Factors aggravating RFS are recent surgery, chemotherapy, a large radiation treatment (RT) field and high total RT dose, all of which happen often simultaneously in a cancer patient.
Symptoms of RFS include:
- Nerves: (neuropathic) pain, sensory loss, weakness and autonomic dysfunction. Plexopathy is common and results in extensive disability
- Muscles: myopathy; weakness, increased fatigability, painful muscle spasms
- Tendons and ligaments: progressive fibrosis with consequent loss of elasticity, shortening, and contracture
- Bone: osteoradionecrosis, osteopenia in the radiation field
- Skin: progressive fibrosis, sclerosis and intractable adherence to underlying tissues
- Lungs: diffuse alveolar damage; edema, bleding, thrombosis and inflammation
Diagnosis is a challenge because of late onset and non-specific symptoms. The details of the patient's pain, spasm, tightness and the language they use to describe their symptoms are important: pulling, cramping, stabbing, searing, burning.

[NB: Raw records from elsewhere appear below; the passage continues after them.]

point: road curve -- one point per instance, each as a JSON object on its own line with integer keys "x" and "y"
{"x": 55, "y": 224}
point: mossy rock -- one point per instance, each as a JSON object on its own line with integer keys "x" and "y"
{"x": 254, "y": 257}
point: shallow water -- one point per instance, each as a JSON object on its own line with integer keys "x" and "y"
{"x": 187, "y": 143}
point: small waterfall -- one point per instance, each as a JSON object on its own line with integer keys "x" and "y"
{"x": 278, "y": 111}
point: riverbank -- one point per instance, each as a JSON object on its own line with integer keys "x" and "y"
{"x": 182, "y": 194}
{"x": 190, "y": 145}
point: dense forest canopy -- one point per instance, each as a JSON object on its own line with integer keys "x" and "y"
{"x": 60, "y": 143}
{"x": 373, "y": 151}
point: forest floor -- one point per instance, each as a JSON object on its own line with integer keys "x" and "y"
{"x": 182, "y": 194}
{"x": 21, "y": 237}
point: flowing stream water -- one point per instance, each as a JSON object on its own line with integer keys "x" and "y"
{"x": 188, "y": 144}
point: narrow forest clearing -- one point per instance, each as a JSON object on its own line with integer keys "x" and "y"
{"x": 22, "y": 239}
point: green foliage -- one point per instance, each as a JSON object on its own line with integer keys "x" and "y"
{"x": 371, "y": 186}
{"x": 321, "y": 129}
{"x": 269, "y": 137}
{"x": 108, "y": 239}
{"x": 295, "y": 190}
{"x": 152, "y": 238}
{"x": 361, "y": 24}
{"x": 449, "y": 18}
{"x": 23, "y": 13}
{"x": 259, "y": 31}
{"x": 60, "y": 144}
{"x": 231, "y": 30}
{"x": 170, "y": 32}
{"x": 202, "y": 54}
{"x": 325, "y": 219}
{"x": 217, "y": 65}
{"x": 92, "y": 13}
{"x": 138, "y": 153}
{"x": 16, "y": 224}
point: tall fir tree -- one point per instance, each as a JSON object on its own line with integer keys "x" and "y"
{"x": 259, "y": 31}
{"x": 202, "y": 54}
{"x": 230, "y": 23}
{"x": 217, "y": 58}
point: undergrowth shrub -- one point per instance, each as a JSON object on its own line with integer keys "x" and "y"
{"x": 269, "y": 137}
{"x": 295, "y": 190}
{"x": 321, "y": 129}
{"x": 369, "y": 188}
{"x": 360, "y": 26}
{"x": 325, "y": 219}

Physical examination is key, supported by MRI (spine, softe tissue, joints), CT (visceral involvement) and EMG.
Rehabilitation of RFS has to be a complex procedure consisting of education, physical therapy, occupational therapy, orthotics as well as medication. Education on basic physiopathology and interrelationship of complaints is the starting point.
- Physical activity during and after RT
- Optimize ROM and muscle strength, life long
- Synergistic muscle exercises, postural retraining, core strengthening
- Fascial techniques
- Myofascial relaxation techniques
- Neck collars as energy conservation device in cervical weakness
- Ankle foot orthoses for plantar flexion weakness
- Upper extremity orthotics for plexopathy
Treatment of (neuropathic) pain and muscle spasms: pregabalin, NSAIDs, opoids and baclofen, benzodiapines are discussed.
Novel therapeutic approaches, particularly the combination of pentoxifylline and vitamin E and hyperbaric oxygen treatment is a promising modality, but not available world wide yet.